Seventeen years after paying a million dollars for the option on Ayn Rand's colossal magnum-opus, producer and entrepreneur John Aglialoro is finally preparing to get started on **Atlas Shrugged. The first of a projected four films based on the novel will go before cameras in Los Angeles on June 11th. The snag? Nobody knows who's going to be in it yet.
Aglialoro, who made his fortune in exercise equipment, is funding the start date out of his own pocket, having got fed up with the studio runaround. Pre-production has apparently been quietly underway for several months. The director is Stephen Polk, son of former MGM chairman Louis Polk. He explained to Deadline that "for more than 15 years, this has been at studios and there has been a whole dance around who’ll play the iconic roles. Making it an independent film was the game-changer. Everybody is saying, how can you shoot this movie without a star? We’re shooting it because it’s a good movie with great characters."
The central "iconic role", that of industrialist heroine Dagny Taggart, the railroad executive faced with a strike heralding the possible end of civilsation as we know it, has been linked in the past to Angelina Jolie and Charlize Theron. Theron and Maggie Gyllenhaal have both been approached recently, but neither is likely to sign up for a start-date in three weeks time.

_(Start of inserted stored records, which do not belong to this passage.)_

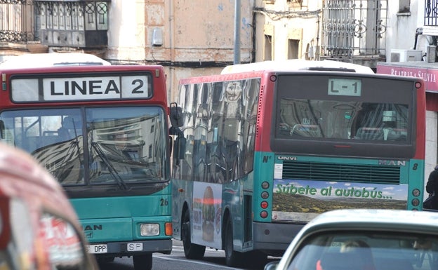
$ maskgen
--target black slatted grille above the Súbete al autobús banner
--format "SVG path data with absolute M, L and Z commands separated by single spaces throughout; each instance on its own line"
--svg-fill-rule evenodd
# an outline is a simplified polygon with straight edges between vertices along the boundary
M 399 184 L 399 166 L 283 162 L 283 179 Z

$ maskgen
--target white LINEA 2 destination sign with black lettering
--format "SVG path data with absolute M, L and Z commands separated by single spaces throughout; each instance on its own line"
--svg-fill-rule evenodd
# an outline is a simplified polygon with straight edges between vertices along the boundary
M 15 102 L 121 100 L 150 98 L 150 76 L 80 76 L 69 78 L 12 79 Z M 42 94 L 42 98 L 41 98 Z

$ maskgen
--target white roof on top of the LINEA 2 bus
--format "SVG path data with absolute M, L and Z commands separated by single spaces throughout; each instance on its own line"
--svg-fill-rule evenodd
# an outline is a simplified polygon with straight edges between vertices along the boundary
M 111 63 L 88 53 L 29 53 L 8 58 L 0 63 L 0 69 L 89 65 Z

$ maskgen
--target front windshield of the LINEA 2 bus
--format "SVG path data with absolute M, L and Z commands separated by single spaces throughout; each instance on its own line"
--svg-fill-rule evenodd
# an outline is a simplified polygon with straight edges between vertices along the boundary
M 31 153 L 65 186 L 165 181 L 159 107 L 26 109 L 4 111 L 0 120 L 4 140 Z

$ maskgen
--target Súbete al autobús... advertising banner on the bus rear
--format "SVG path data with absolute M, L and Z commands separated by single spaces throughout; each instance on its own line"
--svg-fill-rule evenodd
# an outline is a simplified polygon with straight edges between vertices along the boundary
M 308 222 L 341 208 L 406 209 L 407 184 L 274 180 L 272 220 Z

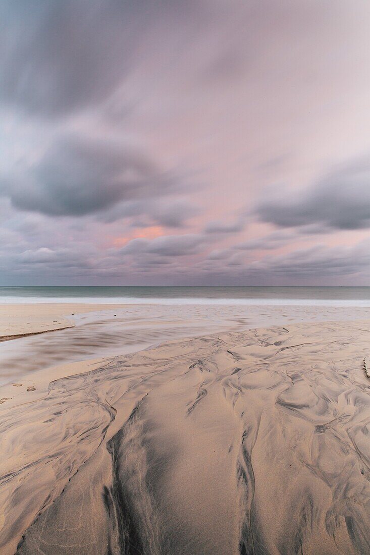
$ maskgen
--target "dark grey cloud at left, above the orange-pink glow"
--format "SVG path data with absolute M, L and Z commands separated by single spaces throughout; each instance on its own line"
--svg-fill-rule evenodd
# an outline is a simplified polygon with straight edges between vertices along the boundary
M 168 176 L 142 154 L 68 137 L 54 144 L 38 163 L 23 168 L 20 176 L 8 178 L 0 191 L 21 210 L 81 216 L 142 198 L 144 210 L 148 199 L 175 189 Z

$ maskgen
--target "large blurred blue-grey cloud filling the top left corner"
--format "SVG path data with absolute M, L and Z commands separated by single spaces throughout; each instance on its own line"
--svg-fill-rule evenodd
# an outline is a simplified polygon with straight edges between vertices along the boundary
M 133 63 L 143 19 L 135 4 L 3 2 L 2 99 L 43 117 L 102 102 Z

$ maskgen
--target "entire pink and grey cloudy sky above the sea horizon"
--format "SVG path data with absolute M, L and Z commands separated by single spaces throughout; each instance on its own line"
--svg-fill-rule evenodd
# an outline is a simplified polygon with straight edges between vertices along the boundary
M 0 285 L 370 285 L 368 0 L 2 0 Z

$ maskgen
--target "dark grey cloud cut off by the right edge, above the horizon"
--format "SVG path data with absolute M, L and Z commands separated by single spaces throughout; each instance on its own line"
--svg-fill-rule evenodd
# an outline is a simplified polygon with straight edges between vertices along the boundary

Polk likes the idea that cutting to the chase is consistent with Ayn Rand's notions of entrepreneurial risk. "There’s so much crap about how you need a great big budget and stars. We aren’t looking for big names to trigger press or financing," he says. That's either hugely brave and laudable, or suicidally naive. It may well be "a good movie with great characters", but will anybody get to see it? Let's hope so, otherwise Bioshock may be as as close as we get to seeing Rand's anti-utopian ideas realised on screen.